Let’s start with a review of what types of companies primarily drive the US economy We know that there are about 16,000 publicly traded companies represented on the NASDAQ, NYSE, and AMEX. The key economic engine in the US is the 27 million small businesses. The 2008 Small Business Administration Presidential Report on the Small Business Economy clearly communicated that “the economy generated 1.1 million net new jobs in 2007. In the first quarter of 2007, 74 percent of net new jobs were in small businesses with fewer than 500 employees and 22 percent were in businesses with fewer than 20 employees. ” However, the vast amount of attention in the media and the federal bureaucracy is focused on what is happening in the markets. This is understandable with the dollar volumes in transition in this public environment. The economic recovery program does not target the core of the economy, small businesses. More than ever the public market environment is questioned on corporate governance. The new legislation being considered for public companies has sections that may very well leak and require small businesses to adhere to similar, if not exact, rules on Corporate Governance.
A simple definition of Corporate Governance for small business:
Corporate governance simply refers to the set of internal policies, rules and procedures that a company follows on a regular basis to ensure that it operates in a fair, equitable and appropriate manner for the benefit of the company, its management and its shareholders. A corporation generally has a board of directors and a senior “C” management team. Most small businesses do not have these clearly defined and functional organizational entities. For private companies that are registered as corporations and have investors, the various states require that these entities have a board of directors. However, many small businesses are incorporated for tax purposes and do not necessarily pay attention to corporate governance concepts.
How is corporate governance applied to small businesses?
All companies must look at their organizational structure and continually assess what will allow the company to perform optimally. The easiest way to implement this is to have an advisory council. The advisory board are unpaid individuals who have specific business or industry backgrounds who can contribute ideas or mentor management. In more formal and traditional cases, a small corporation has a board of directors comprised of the founders, a spouse, an employee, and maybe, just maybe an outside director. The focal point of corporate governance within small businesses is that all businesses must establish strategic business goals, provide the leadership to implement them, oversee the management of the business, and, if the business has shareholders, inform shareholders about its management. . For those small companies that do not have the hierarchical structure to implement formal corporate governance plans, it is recommended that the periodic self-assessment of the company is the starting point for accountability, to improve performance, grow the company and be a major contributor. strength in the economy. At the end of the day, if you follow some set of policies and procedures and report to someone from your company management, even if it is your dog, then you have a responsibility that is key to corporate governance practices.
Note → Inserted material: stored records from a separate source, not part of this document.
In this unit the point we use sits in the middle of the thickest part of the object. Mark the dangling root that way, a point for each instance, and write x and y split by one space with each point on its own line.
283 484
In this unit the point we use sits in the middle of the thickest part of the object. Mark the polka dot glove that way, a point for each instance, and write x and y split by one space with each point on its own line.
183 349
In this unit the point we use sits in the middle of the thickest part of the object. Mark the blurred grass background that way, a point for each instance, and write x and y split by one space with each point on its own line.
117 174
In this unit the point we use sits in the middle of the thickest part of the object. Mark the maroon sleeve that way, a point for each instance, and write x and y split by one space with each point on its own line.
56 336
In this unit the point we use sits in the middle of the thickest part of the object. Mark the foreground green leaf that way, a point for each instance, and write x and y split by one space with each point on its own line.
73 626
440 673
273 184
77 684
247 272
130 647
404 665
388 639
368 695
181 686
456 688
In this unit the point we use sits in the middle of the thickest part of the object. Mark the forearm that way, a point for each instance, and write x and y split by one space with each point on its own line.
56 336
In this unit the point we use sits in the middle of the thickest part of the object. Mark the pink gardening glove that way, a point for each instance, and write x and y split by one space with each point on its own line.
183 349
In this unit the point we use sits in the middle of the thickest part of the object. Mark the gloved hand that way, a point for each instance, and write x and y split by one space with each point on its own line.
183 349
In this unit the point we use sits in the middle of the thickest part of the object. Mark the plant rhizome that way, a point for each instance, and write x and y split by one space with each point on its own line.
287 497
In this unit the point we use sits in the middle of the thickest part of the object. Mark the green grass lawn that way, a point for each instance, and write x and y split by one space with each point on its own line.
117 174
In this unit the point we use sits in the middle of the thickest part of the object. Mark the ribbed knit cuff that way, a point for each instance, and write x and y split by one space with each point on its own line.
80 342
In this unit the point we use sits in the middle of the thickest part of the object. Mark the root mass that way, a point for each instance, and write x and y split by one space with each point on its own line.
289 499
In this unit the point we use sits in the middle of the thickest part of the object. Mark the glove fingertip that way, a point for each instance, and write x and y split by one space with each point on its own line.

Will the government impose its will and definition of Corporate Governance from public markets to the environment of small companies?
This imposition of government of the companies of the public market to the private companies makes its way in the corridors of the congress. One idea that is included in current legislation is to extend Sarbanes-Oxley to private companies. Anyone who knows anything about SOX is aware of the high cost of implementing the documentation and reporting processes. Bringing this into the small business environment would be cost prohibitive and hamper economic growth. The general policy of mandatory corporate governance is to wait and see how the new legislation will affect the small businesses that power the American economy.
As a final note, all companies, regardless of their size, will see the positive effects of implementing corporate governance principles. The facts are, there are more than 27 million small businesses in the US that are job creators and drivers of the economy. The greatness of American businesses is that they perform best when people come together in a free market environment to meet the needs of the economy and society. In the end, best corporate governance practices can be freely implemented to benefit the company, or the government can institute corporate governance, which can cost more in resources, planning, and profits. Take the time to assess how your small business views corporate governance and how this will enhance its growth in the marketplace.